An old version renders the Psalm verse, "He gives his beloved in sleep." We lie down with our vitality exhausted in the toils and struggles of the day. Then, while we sleep, God comes to us in the silence and stillness, and refills the emptied fountains. It is really a new creation that takes place in us while we sleep—a miracle of renewal and restoration! We die, as it were—and are made to live again.
Thus we get hints of the graciousness of the divine thoughtfulness in giving us time in periods of little days, which we can easily get through with, and not in great years, in which we would faint and fall by the way. It makes it possible for us to go on through all the long years and not to be overwrought, for we never have given to us at any one time more than we can do between the morning and the evening.
Not only are the days short, so that we can go on to eventide with our work or our burden—but they are separated as by an impassable wall, so that there can be no overflowing of one day's care or responsibility into another.
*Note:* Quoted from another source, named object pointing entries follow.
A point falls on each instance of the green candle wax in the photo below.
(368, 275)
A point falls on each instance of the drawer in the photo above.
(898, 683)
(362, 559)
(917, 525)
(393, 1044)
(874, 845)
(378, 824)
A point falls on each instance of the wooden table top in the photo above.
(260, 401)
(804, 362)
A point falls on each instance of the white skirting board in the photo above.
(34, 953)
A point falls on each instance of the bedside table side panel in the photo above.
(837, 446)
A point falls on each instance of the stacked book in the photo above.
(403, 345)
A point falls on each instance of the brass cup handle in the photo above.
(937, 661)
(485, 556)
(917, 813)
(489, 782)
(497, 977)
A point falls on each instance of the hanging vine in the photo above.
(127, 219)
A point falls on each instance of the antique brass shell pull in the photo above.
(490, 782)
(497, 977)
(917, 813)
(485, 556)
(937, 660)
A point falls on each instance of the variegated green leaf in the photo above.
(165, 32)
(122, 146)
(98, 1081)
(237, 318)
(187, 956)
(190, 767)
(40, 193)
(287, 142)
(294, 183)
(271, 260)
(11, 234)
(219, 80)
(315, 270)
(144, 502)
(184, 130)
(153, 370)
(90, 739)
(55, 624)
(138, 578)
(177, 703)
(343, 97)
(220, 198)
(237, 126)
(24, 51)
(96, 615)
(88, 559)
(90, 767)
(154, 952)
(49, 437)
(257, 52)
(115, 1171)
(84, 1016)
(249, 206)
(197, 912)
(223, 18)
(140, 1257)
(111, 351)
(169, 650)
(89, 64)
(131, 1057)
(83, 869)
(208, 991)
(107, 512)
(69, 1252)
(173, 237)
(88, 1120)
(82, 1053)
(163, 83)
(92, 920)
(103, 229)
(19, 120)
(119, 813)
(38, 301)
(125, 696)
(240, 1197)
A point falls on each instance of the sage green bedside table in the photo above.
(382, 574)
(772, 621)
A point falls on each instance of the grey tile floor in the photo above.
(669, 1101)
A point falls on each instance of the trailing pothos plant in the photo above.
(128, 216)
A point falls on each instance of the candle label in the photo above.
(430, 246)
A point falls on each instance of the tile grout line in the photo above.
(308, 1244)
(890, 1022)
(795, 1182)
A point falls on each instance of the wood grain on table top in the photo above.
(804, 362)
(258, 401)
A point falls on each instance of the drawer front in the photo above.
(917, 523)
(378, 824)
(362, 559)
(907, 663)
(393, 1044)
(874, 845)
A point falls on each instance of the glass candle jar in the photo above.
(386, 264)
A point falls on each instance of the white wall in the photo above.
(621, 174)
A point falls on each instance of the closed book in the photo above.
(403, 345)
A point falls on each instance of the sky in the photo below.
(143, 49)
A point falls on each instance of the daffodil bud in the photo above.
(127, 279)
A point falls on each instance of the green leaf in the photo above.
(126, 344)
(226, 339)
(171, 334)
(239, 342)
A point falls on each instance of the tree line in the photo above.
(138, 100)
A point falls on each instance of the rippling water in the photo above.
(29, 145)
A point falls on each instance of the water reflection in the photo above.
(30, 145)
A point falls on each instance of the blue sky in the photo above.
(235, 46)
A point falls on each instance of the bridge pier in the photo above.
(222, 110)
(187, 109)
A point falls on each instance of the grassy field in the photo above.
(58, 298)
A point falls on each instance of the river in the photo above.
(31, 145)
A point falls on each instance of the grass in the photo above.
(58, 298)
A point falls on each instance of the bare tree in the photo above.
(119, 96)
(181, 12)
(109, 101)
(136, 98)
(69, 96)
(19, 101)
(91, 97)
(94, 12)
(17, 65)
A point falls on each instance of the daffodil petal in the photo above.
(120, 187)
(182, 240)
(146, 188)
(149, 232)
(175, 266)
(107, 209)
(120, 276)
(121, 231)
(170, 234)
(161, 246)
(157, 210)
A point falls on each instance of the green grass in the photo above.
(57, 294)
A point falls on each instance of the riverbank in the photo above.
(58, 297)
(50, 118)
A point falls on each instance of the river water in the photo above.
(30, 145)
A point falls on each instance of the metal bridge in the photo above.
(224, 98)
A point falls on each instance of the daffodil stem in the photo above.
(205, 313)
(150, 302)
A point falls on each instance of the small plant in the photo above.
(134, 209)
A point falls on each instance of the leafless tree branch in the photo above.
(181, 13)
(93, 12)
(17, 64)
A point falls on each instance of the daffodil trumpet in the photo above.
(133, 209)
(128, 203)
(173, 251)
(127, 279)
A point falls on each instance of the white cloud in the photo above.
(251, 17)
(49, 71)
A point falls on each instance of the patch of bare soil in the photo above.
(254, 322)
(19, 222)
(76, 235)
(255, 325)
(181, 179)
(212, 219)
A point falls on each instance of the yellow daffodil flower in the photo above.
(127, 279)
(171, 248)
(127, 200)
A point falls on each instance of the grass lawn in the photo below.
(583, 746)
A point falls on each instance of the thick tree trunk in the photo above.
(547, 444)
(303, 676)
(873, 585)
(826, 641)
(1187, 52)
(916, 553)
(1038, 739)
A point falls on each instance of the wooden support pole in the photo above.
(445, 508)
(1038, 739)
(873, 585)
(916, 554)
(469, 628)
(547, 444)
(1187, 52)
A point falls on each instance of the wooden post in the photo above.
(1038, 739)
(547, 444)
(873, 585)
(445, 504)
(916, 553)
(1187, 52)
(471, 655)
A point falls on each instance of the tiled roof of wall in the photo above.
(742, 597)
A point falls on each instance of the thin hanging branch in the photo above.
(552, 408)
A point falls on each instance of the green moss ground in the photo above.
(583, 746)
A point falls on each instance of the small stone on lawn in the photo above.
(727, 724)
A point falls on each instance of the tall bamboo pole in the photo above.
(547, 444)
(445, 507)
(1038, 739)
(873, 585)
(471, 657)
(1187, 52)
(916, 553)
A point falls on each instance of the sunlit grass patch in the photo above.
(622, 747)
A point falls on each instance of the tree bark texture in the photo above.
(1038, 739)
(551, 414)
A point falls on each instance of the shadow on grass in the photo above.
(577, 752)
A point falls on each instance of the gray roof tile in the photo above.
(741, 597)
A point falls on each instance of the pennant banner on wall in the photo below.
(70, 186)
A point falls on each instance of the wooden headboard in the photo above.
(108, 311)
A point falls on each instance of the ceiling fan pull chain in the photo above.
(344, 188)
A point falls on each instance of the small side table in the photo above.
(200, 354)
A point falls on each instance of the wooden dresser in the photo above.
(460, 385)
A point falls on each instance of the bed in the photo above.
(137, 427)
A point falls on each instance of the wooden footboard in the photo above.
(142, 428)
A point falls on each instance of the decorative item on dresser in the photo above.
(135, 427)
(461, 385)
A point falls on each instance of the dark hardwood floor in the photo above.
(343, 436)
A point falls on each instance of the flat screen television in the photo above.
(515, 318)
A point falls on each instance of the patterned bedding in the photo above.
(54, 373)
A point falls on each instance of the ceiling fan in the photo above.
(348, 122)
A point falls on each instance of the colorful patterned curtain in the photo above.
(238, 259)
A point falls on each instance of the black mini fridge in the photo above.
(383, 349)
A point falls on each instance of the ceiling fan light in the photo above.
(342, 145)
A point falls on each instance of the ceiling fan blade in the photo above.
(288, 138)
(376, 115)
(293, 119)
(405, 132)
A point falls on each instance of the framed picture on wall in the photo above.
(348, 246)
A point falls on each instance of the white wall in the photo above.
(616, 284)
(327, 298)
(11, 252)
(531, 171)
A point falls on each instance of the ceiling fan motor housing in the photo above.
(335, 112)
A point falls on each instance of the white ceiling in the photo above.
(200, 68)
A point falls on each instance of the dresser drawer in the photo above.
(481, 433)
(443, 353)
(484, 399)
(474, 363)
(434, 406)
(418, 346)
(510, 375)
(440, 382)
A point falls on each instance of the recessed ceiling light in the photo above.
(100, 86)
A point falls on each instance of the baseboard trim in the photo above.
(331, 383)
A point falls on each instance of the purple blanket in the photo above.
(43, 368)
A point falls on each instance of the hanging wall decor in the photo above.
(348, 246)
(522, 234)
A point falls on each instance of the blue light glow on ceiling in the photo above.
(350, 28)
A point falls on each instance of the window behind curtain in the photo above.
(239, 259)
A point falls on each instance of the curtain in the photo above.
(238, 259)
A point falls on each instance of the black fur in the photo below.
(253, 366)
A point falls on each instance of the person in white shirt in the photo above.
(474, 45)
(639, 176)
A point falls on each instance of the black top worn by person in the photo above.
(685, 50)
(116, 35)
Night drops down its dark curtain between the days, so that we cannot see today—anything that is in tomorrow. Our Lord taught us that we sin if we let ourselves try to carry the load of any day, but this one little day.
"Do not worry about tomorrow," he said, "for tomorrow will worry about itself. Each day has enough trouble of its own." If we allow ourselves to borrow anxiety from tomorrow, we shall find that we have a greater load than we can carry.
The only true way to live, therefore, is one day at a time. This means that we should give all our strength to the work of the present day, that we should finish each day's tasks by nightfall, leaving nothing undone at setting of sun that we ought to have done. Then, when a new morning dawns—we should accept its duties, the bit of God's will it unrolls for us, and do everything well that is given us to do. We may be sure, too, that there is something for each moment, and that if we waste any portion of our day—we cannot make it complete. We should bring all the energy and all the skill of mind and heart and hand to our duty as we take it up, doing nothing carelessly or negligently. Then we can lay our day back into God's hand at nightfall with confidence, saying, "Father, I have finished the work which you gave me to do today."
But we should never be anxious about either yesterday or tomorrow. Yesterday is gone, and we never can get it back to change anything in it. It is idle, therefore, to waste a moment of time or a particle of strength fretting over it. Tomorrow is not yet ours, and we cannot touch its life—until it becomes our today. God means us to put our undivided energy into the doing of the present day's work. If we do this, we shall have quite enough to do to fill all the hours and to engage our best energy and skill and strength. In this way, too, we shall best prepare for tomorrow. One day's duty slighted or neglected, prepares confusion and overburdening for the next. The days are all woven together in God's plan, each one following the day before and fitting into the day coming after it. Each takes up the work which the day before brought to its feet, and carries it forward to deliver it to the one which waits. A marred or empty day anywhere spoils the web, losing the thread.
If we learn well the lesson of living just one day at a time, without anxiety for either yesterday or tomorrow, we shall have found one of the great secrets of Christian peace. That is the way God teaches us to live. That is the lesson both of the Bible and of nature. If we learn it, it will cure us of all anxiety; it will save us from all feverish haste; it will enable us to live sweetly in any experience.